具体的には、福島県の3つの地方「浜通り・中通り・会津」から、それぞれ1か所ずつ対象となる地域を選び、調べ方の難易度も3段階に分けた。なお児童には学校内で使える1人1台端末が貸与されている。
全体の準備段階として、児童たちが調べたい市町村を選ぶ。その際、県内の市町村が作成しているパンフレットが大いに役立った。小熊教諭が県の観光案内所を訪れて集めたもので、学校図書館の地域資料として活用している。
市町村選びは児童の経験や興味、知りたい気持ちを優先し、「会津」では会津若松市、「中通り」は須賀川市、「浜通り」はいわき市を選んだ。
また、会津の「古い建物や街並み」や「伝統工芸」について、町のパンフレット、ガイドブック、Webサイト等から調べ、「それはなにか」「特徴」の2点に絞り、記録の書き方を指導した。
会津若松市については、Webサイト「ふくしま教育旅行」を閲覧し、他の地域と比べて体験活動が多くできることに気付かせた。6年生が修学旅行で訪れることと関連付け、自分たちが体験してみたいことを楽しそうに話す姿が見られた。
調べるためのWebサイトは、小熊教諭が予めWordに学習に適したWebサイトのURLを貼り、ハイパーリンクで飛べる推薦リンク集を作成、校内LANのフォルダに保存した。児童は個人の端末からフォルダにアクセスし、調べたいページを閲覧した。
はじめに須賀川市のPR動画を視聴し、「須賀川市はどのようにウルトラマンを生かしたまちづくりをしているのか」を学習課題にした。
調べ学習の6つのキーワード「いつ・どこで・だれが・何を・なぜ・どのように」(5W1H)を知らせ、情報カードの書き方を指導。児童は多くの情報を分かりやすく整理することを体感した。
市の公式サイトやさまざまなWebサイトを検索した。ただし情報が多くて絞り切れないことも多く、紙の観光パンフレットの方が、インターネットより早く調べることができたという。
この段階では児童の自由裁量度を高め、各自が好きなテーマを調べる時間も設けた。
市のパンフレットの随所に「フラシティいわき」のロゴが載っていることに気付き、「なぜいわきでフラ(ハワイ)なのか」を学習課題とした。さらに「スパリゾートハワイアンズの歴史」など、各自それぞれでテーマを設定し、調べを進めた。
同市在住の村上氏が、観光パンフレットや歴史資料など多く集めたものが役立った。一般向けの文章で児童には難しい資料は、一斉授業で要点を読み取る。

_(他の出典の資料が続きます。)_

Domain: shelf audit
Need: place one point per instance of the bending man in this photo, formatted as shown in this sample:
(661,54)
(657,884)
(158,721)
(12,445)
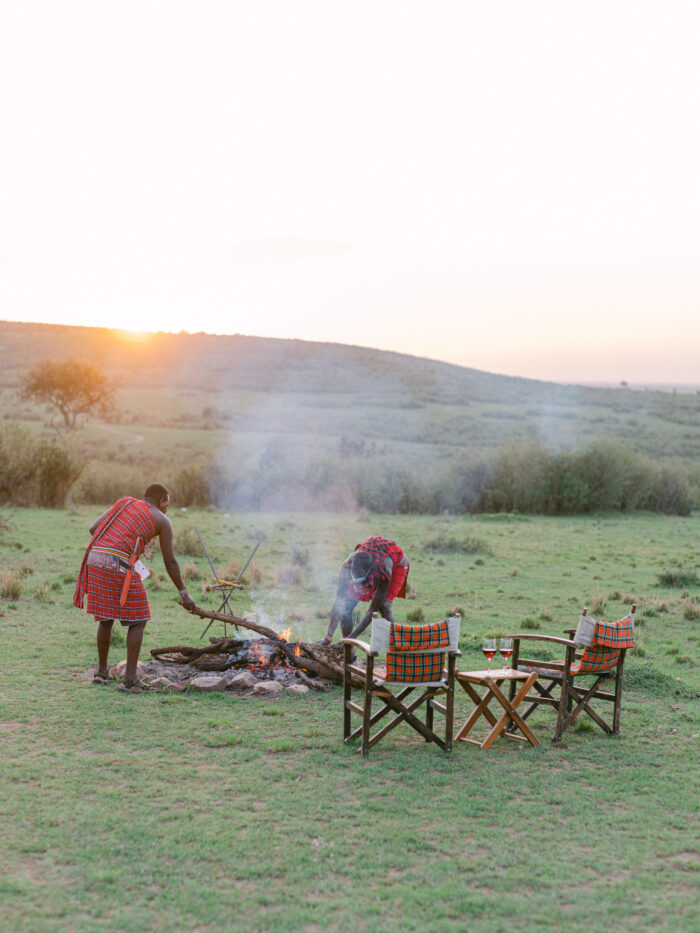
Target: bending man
(114,590)
(375,572)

また公式サイトや歴史マンガ、同市の教育委員会の資料、企業のプレスリリース、地図など多様な資料を活用し、調べ方の幅を広げた。画像検索から、調べたい事柄の公式Facebookに辿り着く場面も。SNSの情報を鵜呑みにしないといった指導も行った。
最後に児童は各自のテーマを新聞にまとめた。
授業全体を通じて調べ学習を繰り返すうちに、児童は学習のプロセスや調べる手法に慣れていった。小熊教諭は「子供たちと調べることの面白さを共有できた。調べ学習へのハードルも下がったようだ」と話す。